De grands
ateliers vides qui résonnent. Des réservoirs métaliques remplis de boulons. C'est l'image nette - maus unique - qui me reste de Mai 68. L'entreprise d'Issoudun dans l'Indre -
la MECI - où travaillait mon père comme électromécanien était en grève et occupée par les ouvriers. Mon père était responsable CFDT dans cette usine qui fabriquait des fours et des tableaux
électriques.
Plus tard, il y aura ces chants, gravés sur un 45 tours qui était interdit à la vente : Chacun de vous est concerné ou encore La pègre. On les écoutait sur un vieux tourne-disque entre Ferrat et Le Forestier.
Pour le reste, perdu dans cette petite ville de provience où on allait encore chercher du lait à la derme, n'ayant pas la télé, la chaude actualité parisienne n'arrivait pas jusque dans mon
univers même si mes parents devaient sans doute y être très attentif.
Plus tard enfin, j'apprendrai que cette période fut très dure pour mes parents financièrement parlant. Ma mère ne travaillait pas et mon père ne rapportait plus de salaire à la maison. Ce fut le
temps de vaches maigres.. et de la solidarité de toutes celles et ceux qui ont permis à un famille de trois enfants de vivre.

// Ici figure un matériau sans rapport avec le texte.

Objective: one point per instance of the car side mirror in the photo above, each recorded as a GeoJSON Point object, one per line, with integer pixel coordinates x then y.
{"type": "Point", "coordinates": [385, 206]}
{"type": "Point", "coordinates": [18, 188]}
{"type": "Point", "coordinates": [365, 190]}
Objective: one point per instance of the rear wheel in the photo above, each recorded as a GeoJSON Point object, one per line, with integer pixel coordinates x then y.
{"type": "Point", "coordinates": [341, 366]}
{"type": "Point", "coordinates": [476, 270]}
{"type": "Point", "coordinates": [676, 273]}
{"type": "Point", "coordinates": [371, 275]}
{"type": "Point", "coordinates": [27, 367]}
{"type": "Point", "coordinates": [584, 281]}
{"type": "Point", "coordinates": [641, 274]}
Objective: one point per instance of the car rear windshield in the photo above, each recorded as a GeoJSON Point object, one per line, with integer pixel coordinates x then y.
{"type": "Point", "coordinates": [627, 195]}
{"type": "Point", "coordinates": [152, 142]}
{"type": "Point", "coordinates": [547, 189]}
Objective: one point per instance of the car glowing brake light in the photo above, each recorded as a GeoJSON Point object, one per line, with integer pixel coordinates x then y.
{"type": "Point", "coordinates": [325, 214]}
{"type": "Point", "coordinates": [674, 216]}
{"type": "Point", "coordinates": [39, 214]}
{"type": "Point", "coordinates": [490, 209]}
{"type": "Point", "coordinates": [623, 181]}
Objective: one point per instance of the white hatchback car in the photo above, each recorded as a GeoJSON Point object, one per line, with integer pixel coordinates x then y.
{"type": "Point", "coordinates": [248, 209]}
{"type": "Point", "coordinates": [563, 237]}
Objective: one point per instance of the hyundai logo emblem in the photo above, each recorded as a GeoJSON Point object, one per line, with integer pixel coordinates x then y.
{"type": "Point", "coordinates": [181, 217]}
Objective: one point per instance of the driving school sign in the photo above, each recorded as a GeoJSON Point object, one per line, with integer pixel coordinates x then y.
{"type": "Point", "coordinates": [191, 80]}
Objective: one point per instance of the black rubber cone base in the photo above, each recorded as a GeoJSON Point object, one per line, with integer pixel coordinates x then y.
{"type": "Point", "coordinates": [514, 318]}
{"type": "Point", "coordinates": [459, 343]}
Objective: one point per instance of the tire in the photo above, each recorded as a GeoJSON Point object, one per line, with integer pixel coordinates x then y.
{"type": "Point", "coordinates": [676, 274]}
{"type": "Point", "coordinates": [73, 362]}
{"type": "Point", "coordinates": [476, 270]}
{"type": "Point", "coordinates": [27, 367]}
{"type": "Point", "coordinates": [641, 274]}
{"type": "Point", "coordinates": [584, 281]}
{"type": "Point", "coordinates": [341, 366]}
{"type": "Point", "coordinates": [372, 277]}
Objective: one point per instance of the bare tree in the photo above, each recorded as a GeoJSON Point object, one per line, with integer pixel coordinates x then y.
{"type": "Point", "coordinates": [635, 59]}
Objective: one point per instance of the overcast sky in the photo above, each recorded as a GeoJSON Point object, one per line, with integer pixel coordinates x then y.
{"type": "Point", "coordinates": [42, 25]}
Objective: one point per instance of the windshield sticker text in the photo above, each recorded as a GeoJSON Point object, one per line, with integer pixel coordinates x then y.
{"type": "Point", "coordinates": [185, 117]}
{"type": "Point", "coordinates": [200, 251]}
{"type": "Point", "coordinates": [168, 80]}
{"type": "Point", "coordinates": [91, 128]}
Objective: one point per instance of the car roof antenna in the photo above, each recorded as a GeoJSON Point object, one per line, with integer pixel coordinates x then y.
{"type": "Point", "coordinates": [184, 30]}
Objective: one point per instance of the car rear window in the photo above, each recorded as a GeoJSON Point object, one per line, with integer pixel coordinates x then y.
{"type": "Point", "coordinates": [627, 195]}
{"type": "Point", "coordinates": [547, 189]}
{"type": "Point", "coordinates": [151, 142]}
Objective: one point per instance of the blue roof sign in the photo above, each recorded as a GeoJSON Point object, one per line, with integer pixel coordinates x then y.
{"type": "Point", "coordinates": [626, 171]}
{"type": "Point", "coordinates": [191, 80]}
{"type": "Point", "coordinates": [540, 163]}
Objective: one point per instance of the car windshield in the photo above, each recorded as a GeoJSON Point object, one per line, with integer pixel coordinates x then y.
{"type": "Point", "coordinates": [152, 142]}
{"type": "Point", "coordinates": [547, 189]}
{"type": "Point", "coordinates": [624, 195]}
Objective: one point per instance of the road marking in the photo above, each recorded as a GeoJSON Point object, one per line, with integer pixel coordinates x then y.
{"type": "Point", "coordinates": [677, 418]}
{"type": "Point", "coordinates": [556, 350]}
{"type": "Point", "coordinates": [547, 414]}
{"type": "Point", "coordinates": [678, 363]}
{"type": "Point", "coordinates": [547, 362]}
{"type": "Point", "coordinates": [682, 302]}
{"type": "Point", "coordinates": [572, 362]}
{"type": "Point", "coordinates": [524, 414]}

Aujourd'hui, Mai 68 symbolise à mes yeux la politique pas seulement conservatrice mais réactionnaire de la droite française de XXIe siècle. Les discours de Nicolas Sarkozy sont tout à fait
clairs à ce sujet. Mais à écouter certains discours ou à analyser certaines décisions, on constate avec effarement que le "désir de passé" de la droite française va bien au delà. L'esprit
revanchard qui l'anime renvoit l'incite parfois à vouloir remettre en cause le Front populaire et - au delà - la Révolution française elle-même, comme le prouve la tentative du président de la
République de remettre en cause le principe fondamental de non-rétroactivité des lois.